Second, Medicaid payments for assisted living are expanding, but, here again, assisted living is most often covered as a service under home- and community-based waivers. Personal care services in assisted living can also be covered under the state Medicaid plan, but assisted living itself is not covered. Room and board cannot be covered by Medicaid except in hospitals and nursing homes. States have the responsibility for setting provider standards, and regulations governing assisted living facilities participating in Medicaid remain a state responsibility. Further federal action through regulation is unlikely given the manner of Medicaid coverage, state options, and continuing state responsibility in this area.
Third, quality-of-care concerns could stir federal interest in assisted living but, historically, quality, standards, and monitoring have been a state responsibility. During the late 1970's and early 1980's Congressional hearings were held on the quality of care in board-and-care homes. Little federal action followed, and states retained licensing and monitoring responsibility. In the current political climate, government responsibilities are more likely to shift to states rather than flow from states to the federal government.

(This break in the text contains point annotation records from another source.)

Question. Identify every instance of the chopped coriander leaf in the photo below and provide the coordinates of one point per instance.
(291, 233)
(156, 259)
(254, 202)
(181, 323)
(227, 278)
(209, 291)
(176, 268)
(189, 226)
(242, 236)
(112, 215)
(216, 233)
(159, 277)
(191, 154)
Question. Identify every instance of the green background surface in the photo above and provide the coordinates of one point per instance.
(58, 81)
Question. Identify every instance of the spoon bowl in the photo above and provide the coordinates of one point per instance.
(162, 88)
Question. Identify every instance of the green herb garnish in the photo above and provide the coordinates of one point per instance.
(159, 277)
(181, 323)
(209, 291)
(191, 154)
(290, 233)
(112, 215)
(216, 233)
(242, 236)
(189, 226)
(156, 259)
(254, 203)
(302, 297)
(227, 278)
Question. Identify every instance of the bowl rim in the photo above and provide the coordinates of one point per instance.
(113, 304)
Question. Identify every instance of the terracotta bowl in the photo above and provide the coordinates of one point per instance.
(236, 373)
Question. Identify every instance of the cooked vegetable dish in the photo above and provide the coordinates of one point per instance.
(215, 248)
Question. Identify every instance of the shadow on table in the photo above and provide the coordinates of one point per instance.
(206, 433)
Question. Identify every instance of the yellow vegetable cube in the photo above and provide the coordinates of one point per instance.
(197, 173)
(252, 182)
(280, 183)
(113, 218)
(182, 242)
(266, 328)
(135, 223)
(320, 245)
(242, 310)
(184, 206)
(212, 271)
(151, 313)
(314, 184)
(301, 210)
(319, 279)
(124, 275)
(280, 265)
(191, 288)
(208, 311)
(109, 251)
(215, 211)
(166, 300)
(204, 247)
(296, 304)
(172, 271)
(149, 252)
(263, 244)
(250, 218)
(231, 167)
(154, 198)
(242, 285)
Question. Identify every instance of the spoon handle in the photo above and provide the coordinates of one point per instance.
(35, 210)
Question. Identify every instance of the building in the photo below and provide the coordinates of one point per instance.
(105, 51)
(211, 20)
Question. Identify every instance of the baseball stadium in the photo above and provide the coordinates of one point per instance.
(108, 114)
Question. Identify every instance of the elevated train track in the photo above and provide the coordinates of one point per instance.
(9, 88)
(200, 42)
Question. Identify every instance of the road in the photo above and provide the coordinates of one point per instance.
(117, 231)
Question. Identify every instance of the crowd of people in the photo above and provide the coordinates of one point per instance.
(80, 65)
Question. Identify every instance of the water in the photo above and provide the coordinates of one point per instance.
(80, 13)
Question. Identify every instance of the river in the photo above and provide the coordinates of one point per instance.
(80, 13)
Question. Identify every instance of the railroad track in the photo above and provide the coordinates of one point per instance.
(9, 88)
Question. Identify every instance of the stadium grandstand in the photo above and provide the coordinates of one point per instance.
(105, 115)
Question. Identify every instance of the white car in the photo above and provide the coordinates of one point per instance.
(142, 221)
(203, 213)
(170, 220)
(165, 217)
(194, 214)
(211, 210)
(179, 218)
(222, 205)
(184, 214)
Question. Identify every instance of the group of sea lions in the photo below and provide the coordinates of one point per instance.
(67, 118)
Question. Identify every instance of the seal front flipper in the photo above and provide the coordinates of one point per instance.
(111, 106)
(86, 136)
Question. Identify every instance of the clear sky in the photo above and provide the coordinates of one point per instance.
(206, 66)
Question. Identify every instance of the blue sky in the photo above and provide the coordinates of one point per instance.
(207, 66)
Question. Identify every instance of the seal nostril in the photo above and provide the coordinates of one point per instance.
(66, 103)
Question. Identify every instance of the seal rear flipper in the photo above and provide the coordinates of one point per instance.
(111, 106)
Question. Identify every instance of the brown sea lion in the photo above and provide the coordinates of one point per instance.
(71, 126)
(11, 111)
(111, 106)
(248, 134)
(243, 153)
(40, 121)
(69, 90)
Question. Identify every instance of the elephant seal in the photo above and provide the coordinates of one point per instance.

Without a major federal financial interest or a major change in federal-state responsibilities, there is little likelihood that federal action will be forthcoming in the near future. Assisted living will continue to be defined through legislation and regulation on a state-by-state basis and through marketing and advertising by facilities. The result is likely to be continued divergence, differences, and innovation as states develop definitions, licensing criteria, and standards that reflect the priorities and philosophy of each state.